Yo no estaba segura de qué decir, pero eso no significaba que hubiera dejado de pensar en la conversación. De una extraña manera, creía entender a lo que la abuela MacNab se había referido, aunque no estaba segura de si estaba de acuerdo con ella.

Pero estaba pensando más en lo que había dicho Jamie sobre la responsabilidad de un hombre. ¿Sería cierto? Tal vez sí, aunque yo nunca me lo había planteado de esa manera. Era cierto que él era un baluarte, no sólo para mí o para su familia, sino también para sus arrendatarios, pero ¿era ésa la verdadera razón por la que asumía ese papel? «Poner límites y pelearte con cualquiera que los cruce.» Me pareció que sí.

Había límites entre él y yo, sin duda alguna; podría dibujarlos sobre el musgo. Lo que no equivalía a decir que nosotros no «cruzábamos» los límites del otro; lo hacíamos con frecuencia, y con resultados dispares. Yo tenía mis propias defensas y medios para mantenerlas. Pero él sólo me había golpeado una vez por transgredir sus límites, y fue al principio. Entonces, ¿lo había visto como una pelea necesaria? Suponía que sí; eso era lo que estaba diciéndome.

Él, por su parte, había seguido su propia línea de pensamiento, que tomaba un camino diferente.

—Es extraño —dijo reflexivamente—. Laoghaire hacía que me enojara a menudo, pero jamás se me ocurrió pegarle.

—Bueno, qué desconsiderado de tu parte —señalé irguiéndome. Me disgustaba que hablara de Laoghaire, fuera cual fuese el contexto.

—Ah, es cierto —respondió con seriedad, sin ser consciente de mi sarcasmo—. Creo que se debía a que ella no me importaba tanto como para pensarlo, y mucho menos para hacerlo.

—¿No te importaba lo bastante como para pegarle? Sí que fue afortunada, sí.

Él captó el tono de irritación en mi voz; aguzó la mirada y la posó en mi rostro.

—No para lastimarla —dijo. Vi que un nuevo pensamiento cruzaba su rostro.

Sonrió un poco, se levantó y se acercó a mí. Extendió las manos e hizo que me pusiera en pie; luego me cogió de la muñeca, que levantó con delicadeza sobre mi cabeza, y la apoyó contra el tronco del pino bajo el que yo había estado sentada, obligándome a inclinar la espalda contra la madera.

—No para lastimarla —dijo otra vez con suavidad—. Para ser su dueño. Yo no quería ser su dueño. Contigo, mo nighean donn... de ti sí sería dueño.

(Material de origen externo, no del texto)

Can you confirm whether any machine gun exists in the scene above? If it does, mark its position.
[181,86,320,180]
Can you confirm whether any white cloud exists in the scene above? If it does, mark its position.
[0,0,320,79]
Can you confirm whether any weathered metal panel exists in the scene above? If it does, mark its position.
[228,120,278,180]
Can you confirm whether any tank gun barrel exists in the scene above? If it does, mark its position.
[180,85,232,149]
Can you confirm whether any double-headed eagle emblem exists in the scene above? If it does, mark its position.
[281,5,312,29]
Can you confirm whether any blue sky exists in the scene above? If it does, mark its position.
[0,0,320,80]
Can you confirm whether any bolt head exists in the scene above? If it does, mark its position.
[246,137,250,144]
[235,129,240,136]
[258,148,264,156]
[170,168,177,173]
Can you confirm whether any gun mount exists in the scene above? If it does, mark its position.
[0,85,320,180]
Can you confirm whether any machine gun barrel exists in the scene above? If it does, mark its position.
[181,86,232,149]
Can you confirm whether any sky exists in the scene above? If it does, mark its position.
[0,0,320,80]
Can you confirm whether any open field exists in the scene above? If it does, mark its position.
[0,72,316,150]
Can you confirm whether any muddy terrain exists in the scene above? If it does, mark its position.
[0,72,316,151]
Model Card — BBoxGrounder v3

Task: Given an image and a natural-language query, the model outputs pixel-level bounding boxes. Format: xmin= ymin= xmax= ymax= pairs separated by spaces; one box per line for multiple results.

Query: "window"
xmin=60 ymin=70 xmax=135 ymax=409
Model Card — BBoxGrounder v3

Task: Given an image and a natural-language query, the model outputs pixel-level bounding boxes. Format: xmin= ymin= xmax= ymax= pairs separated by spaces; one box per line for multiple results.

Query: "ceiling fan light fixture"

—¿Mi dueño? —pregunté—. Y ¿qué quieres decir con eso exactamente?

—Lo que he dicho. —Todavía había un brillo sarcástico en sus ojos, pero su voz era seria—. Eres mía, Sassenach, y yo haría cualquier cosa que considerase necesaria para dejarlo bien claro.

—Ah, claro. ¿Y eso incluye pegarme con regularidad?

—No, eso no lo haría. —La comisura de sus labios se elevó un poco, y él aumentó la presión en mi muñeca atrapada. Sus ojos eran de un color azul oscuro, y estaban a centímetros de los míos—. No es necesario... porque podría hacerlo, Sassenach... y eso lo sabes bien.

Hice fuerza contra su apretón de modo reflejo. Recordé con nitidez aquella noche en Doonesbury, la sensación de pelear contra él con todas mis fuerzas, sin resultado alguno. La espantosa sensación de que me aplastara contra la cama, indefensa y expuesta, dándome cuenta de que podía hacer lo que quisiera conmigo, y de que lo haría.

Me debatí con violencia, tratando de escapar del recuerdo que me sujetaba, tanto como de su apretón sobre mi carne. No lo logré, pero sí conseguí girar la muñeca y clavar las uñas en su mano.

Él no se movió ni apartó la mirada. Su otra mano me tocó suavemente; no más que un roce en el lóbulo de la oreja, pero eso fue suficiente. Él sí podía tocarme en cualquier lugar, y de cualquier manera.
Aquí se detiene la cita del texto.